Advance Your People Analytics Framework – with Microsoft’s Dawn Klinghoffer
Thursday, February 9th, 2017. 12:00 – 1:00 PM Eastern.

Advanced people analytics and research increasingly support data-driven decision-making in the world’s best companies. But understanding how to collect meaningful information, drill down into critical data, and summarize findings to support next talent decisions can be a challenge. How are organizations actually tackling the field and how are they approaching the overall topic? How are companies like Microsoft integrating talent strategy, management and analytics into a more holistic framework? Join us as we discuss these questions with Dawn Klinkhoffer, General Manager of HR Business Insights at Microsoft.
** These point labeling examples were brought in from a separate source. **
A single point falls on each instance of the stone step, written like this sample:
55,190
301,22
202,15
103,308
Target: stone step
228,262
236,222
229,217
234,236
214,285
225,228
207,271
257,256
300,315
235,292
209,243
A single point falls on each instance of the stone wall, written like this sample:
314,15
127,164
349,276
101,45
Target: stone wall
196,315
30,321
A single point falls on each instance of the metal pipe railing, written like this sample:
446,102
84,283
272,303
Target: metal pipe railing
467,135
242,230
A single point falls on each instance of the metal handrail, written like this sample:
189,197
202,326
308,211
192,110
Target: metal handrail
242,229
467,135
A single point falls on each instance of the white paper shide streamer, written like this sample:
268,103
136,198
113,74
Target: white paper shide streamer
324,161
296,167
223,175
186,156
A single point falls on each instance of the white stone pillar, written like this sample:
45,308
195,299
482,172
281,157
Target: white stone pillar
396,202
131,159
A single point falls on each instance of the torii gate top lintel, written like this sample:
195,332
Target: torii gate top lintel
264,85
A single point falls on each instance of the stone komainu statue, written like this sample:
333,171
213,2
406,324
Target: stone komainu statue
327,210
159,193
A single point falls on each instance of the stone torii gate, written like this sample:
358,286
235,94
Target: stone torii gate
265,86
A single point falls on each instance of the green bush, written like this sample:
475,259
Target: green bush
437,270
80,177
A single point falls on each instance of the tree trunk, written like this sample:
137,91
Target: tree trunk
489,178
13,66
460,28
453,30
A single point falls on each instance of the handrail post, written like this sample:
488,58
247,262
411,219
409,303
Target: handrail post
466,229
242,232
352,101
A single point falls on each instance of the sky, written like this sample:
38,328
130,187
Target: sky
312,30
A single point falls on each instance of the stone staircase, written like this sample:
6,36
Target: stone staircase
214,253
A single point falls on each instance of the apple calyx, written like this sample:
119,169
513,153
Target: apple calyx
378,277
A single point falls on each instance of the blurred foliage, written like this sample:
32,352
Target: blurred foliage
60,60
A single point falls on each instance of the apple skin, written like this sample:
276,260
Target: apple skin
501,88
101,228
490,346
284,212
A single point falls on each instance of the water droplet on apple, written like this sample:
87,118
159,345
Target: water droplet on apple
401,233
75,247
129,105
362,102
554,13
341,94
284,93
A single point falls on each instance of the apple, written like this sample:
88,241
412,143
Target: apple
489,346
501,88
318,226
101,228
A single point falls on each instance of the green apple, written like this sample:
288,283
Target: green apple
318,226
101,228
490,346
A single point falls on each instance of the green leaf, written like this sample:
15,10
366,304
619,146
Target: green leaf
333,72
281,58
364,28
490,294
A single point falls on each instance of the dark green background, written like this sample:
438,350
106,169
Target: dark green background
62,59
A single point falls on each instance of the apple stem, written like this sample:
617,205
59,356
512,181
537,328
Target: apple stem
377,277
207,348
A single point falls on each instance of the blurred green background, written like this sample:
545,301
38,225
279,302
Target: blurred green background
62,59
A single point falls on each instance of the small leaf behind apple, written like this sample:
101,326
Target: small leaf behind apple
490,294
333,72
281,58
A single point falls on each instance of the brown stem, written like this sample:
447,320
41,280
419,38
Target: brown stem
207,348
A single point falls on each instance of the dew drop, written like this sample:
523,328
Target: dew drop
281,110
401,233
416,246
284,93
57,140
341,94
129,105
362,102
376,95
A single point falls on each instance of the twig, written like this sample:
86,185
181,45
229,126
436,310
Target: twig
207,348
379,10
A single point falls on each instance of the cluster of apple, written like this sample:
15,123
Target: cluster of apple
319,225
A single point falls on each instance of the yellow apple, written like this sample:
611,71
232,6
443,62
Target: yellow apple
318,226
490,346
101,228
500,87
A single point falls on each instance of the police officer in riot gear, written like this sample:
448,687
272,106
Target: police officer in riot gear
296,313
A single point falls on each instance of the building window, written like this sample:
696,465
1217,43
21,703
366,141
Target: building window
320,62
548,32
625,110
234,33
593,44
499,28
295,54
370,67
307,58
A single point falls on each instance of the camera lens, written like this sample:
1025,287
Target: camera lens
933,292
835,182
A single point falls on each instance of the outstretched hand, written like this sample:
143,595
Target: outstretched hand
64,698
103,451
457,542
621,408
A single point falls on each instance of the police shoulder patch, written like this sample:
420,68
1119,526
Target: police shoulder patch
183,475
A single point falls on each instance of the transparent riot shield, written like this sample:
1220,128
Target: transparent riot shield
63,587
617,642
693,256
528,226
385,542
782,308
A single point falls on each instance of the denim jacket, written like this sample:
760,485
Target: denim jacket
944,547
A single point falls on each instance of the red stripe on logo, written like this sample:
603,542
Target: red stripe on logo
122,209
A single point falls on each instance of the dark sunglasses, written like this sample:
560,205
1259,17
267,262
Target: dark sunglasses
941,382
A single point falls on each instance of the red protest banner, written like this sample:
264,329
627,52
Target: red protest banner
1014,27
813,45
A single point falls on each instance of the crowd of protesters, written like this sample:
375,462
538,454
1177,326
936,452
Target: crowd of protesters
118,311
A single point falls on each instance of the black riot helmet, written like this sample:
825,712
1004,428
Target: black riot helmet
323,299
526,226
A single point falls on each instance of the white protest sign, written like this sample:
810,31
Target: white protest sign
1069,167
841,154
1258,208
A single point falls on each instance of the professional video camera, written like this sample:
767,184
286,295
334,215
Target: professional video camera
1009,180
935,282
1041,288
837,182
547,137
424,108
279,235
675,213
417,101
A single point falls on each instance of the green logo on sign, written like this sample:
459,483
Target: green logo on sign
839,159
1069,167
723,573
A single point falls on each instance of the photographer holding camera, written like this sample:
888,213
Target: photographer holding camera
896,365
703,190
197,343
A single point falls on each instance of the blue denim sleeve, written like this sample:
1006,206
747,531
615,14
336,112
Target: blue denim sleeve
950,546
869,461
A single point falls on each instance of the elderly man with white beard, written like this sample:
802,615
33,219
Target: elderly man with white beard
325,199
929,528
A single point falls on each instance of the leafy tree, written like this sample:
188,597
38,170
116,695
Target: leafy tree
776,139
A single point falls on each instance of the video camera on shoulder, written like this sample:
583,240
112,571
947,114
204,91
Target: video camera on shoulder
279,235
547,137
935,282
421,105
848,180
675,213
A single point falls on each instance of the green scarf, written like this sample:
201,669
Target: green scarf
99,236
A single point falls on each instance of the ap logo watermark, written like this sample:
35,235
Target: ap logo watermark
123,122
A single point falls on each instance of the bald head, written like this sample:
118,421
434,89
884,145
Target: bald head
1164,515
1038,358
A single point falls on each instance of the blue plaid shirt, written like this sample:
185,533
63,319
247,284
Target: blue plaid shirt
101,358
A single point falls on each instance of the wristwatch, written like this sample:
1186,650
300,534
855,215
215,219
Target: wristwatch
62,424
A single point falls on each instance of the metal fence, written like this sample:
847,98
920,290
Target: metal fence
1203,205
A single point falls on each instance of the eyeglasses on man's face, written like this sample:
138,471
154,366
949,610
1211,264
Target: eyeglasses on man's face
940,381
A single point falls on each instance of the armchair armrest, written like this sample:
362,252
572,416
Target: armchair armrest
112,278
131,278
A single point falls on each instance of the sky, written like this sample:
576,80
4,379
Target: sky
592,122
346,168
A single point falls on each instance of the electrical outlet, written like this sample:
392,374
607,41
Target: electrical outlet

Dawn Klinghoffer is the General Manager of HR Business Insights at Microsoft in Redmond, Washington. Her responsibilities include advanced people analytics & research for Microsoft’s business units globally, analytics support for HR programs such as Global Talent Acquisition, Global Diversity & Inclusion, Global HR Operations, reporting tools and technology for HR, and HR data privacy. Dawn started her career with Microsoft over 18 years ago in Corporate Accounting, but has spent the last 13 years in the People Analytics space, as the team has grown in scope and scale. Before Microsoft, Dawn worked as an Actuary with leading insurers. Dawn graduated with a BA in Mathematics from Bucknell University.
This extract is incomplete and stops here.